Но сегодня, в последний день перед отъездом, что-то шевельнулось в ней странное, неопределимое, чему она не могла дать имени и сама себя стыдилась за эту смуту. Она смотрела на увядающую за окном листву, на золото берез, на то, как ветер гнет тонкие ветви к сырой земле, и думала о чем-то своем, далеком, не имеющем отношения ни к налогам, ни к мятежам, ни к тому, как матушка гневается на крестьянских баб.
Она думала о том, каково это уехать из дома, из этого сада, из этой теплой столовой, где пахнет чаем и вареньем, и оказаться там, среди чужих стен, среди незнакомых лиц. О том, что завтра она проснется не в своей светелке, не под материнским (вернее, нянькиным) присмотром, а в казенной комнате, где все будет чужое: простыни, пахнущие крахмалом, окна, выходящие на чужой двор, и даже утренний свет, который ляжет на подушку иначе, не так, как дома.
И вдруг, пока матушка продолжала свою гневную речь, а батюшка поддакивал ей размеренно и привычно, Варвара увидела в окне чайную розу — последнюю в этом году. Она росла под самым окном, прихваченная первыми утренниками, но еще живая, еще держалась на тонком стебле, и лепестки ее, бледно-розовые, почти белые, трепетали на ветру, как пламя свечи перед иконой. Варвара смотрела на эту розу, и ей казалось, что роза смотрит на нее в ответ, и в этом взгляде было что-то давнее, что-то такое, о чем не говорят вслух, что не вписывается ни в какие указы и газетные строки.
Роза качнулась, и лепесток оторвался, полетел вниз, к сырой земле, где уже лежали желтые листья.
— Варвара! — окликнула матушка, и голос ее был резок, как удар хлыста. — Ты меня слышишь или нет? О чем задумалась? Не о женихе ли? Так о нем после подумаешь, когда в академии окажешься, а сейчас слушай, что говорят старшие.
— Слушаю, матушка, — ответила Варя отводя взгляд от окна.

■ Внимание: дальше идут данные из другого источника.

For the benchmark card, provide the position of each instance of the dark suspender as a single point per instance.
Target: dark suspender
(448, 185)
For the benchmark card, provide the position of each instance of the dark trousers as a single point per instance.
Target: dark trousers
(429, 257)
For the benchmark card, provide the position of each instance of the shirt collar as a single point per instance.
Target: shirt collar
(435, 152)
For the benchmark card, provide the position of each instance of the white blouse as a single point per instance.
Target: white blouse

Но лепесток все падал, медленно кружась в осеннем воздухе, и Варвара провожала его глазами, пока он не коснулся земли, не смешался с желтой листвой, не исчез, будто его и не было вовсе. И в этот миг поняла она, что и сама — как тот лепесток, как та роза, что держится из последних сил, но ветер уже подул, и завтра начнется новая жизнь, в которой ничего не останется от прежнего тепла, от привычной грусти у окна, от тихих вечеров, когда няня расчесывала ей волосы и пела старые, забытые песни.
Чай остыл.
Матушка все говорила, отец кивал, и слова их плыли над столом тяжелыми тучами, а Варвара сидела тихо, сложив руки на коленях, и смотрела в свою чашку, где на дне осталось немного мутной заварки, и думала: завтра все начнется заново, и кто знает, что ждет ее там, за порогом родимого дома, и вернется ли она когда-нибудь прежней, той девочкой, что стояла у окна и завидовала пшеничной косе подруги.